Toutefois, cela ne signifie pas non plus qu’il faut réagir à chaque publication des chiffres des ventes à magasins comparables. Ollie’s s’inscrit dans une perspective à long terme, portée par l’ouverture de nouveaux magasins et une clientèle en quête de bonnes affaires. L’entreprise achète des stocks excédentaires et des marchandises en liquidation à prix réduit, puis les revend dans des magasins à grande surface à des consommateurs qui cherchent à étirer leur budget familial. Ce modèle peut offrir une image désordonnée d’un trimestre à l’autre, car les catégories de produits, la météo, le flux des stocks et les promotions jouent tous un rôle. Il peut également paraître moins favorable précisément au moment où l’occasion à long terme devient plus attrayante.

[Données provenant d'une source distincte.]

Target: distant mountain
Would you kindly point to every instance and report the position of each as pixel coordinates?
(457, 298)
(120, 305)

Nous estimons que le débat actuel porte davantage sur le chemin à suivre que sur la destination. La faiblesse des ventes à magasins comparables est notable, mais elle ne résume pas l’ensemble de l’activité. Une période de ventes à magasins comparables plus faibles n’efface pas les perspectives d’ouverture de magasins, l’attrait du commerce de détail axé sur le rapport qualité-prix ou la capacité de l’entreprise à tirer parti des perturbations de la chaîne d’approvisionnement qui créent des occasions de liquidation. En pratique, détenir une entreprise comme Ollie’s exige souvent d’accepter que le marché se concentre périodiquement de manière excessive sur la fréquentation et les marges des quelques mois à venir.

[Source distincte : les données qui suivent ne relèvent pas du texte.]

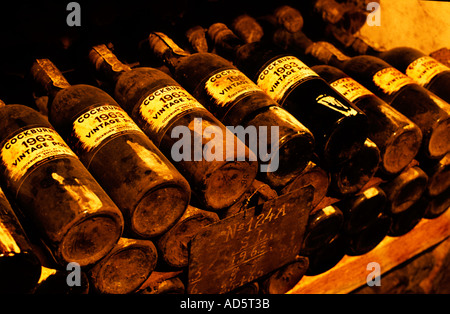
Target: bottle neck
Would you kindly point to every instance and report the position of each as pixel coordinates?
(48, 77)
(326, 53)
(225, 41)
(166, 50)
(106, 63)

Tout ceci ne rend pas pour autant l’action exempte de risque. La question la plus importante est de savoir si la faiblesse récente est temporaire ou si elle témoigne d’une perte de différenciation du modèle d’affaires. Nous suivons la situation de près. La décision active consiste, par contre, à ne pas laisser l’anxiété à court terme des consommateurs dicter à elle seule la conclusion. Lorsqu’une entreprise dispose encore d’un potentiel de croissance structurelle et que le marché évalue son action comme si ce potentiel avait considérablement diminué, cette faiblesse peut constituer une occasion plutôt qu’un signal d’alerte incitant à se désengager.

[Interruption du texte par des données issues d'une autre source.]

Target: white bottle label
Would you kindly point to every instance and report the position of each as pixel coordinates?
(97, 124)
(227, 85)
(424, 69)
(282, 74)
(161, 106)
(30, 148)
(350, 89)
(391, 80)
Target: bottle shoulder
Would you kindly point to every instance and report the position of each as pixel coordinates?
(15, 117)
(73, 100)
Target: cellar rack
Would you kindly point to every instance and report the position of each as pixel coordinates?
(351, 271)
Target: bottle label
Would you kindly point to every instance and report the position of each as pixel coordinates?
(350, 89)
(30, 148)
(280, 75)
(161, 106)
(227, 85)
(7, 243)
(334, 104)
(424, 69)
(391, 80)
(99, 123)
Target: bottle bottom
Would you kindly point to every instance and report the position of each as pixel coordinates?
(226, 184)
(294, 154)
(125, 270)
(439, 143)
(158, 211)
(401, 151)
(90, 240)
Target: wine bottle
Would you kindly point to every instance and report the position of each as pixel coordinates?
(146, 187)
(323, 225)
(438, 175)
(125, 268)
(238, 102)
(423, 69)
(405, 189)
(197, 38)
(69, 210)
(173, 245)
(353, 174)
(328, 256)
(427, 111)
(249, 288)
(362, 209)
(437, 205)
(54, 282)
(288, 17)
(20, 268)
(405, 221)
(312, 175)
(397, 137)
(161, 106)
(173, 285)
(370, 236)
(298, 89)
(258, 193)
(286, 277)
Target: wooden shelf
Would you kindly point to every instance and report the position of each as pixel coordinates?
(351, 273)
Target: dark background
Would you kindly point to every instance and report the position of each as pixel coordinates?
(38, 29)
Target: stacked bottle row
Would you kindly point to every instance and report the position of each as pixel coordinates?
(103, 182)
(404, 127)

Ce que cela révèle de notre approche
Black Diamond et Ollie’s semblent présenter des parcours opposés, mais la rigueur sous-jacente est similaire.
Dans le cas de Black Diamond, il s’agissait de rester suffisamment proche d’une entreprise que nous avions autrefois détenue pour reconnaître que celle-ci était redevenue un investissement intéressant. Ceci a nécessité de remettre en question nos anciennes conclusions lorsque les faits ont évolué. Dans le cas d’Ollie’s, il s’agissait plutôt d’éviter de laisser un pessimisme à court terme prendre le pas sur une thèse à plus long terme avant que les faits ne jusifient une telle réaction.
Dans les deux cas, la question de la gestion du portefeuille se pose après avoir pris connaissance de l’actualité, et non avant. Que reflète déjà le cours ? Que faut-il considérer comme temporaire ? Que faut-il qualifier de structurel ? La direction a-t-elle renforcé ou affaibli la confiance qu’on peut lui accorder ? Sommes-nous rémunérés pour l’incertitude ou espérons-nous simplement qu’elle disparaisse ?
La gestion active est souvent décrite à travers des opérations : acheter, vendre, réduire et ajouter. En pratique, le plus difficile réside dans le jugement qui précède ces actions. Parfois, la bonne décision consiste à réexaminer une ancienne position. Parfois, elle consiste à laisser un titre gagnant continuer à générer des rendements composés. D’autre fois, elle revient à renforcer une position perdante lorsque les inquiétudes du marché sont réelles, mais exagérées.
Le marché fournira toujours un récit. Notre travail consiste à déterminer s’il s’agit d’un signal, d’une interférence ou d’une occasion.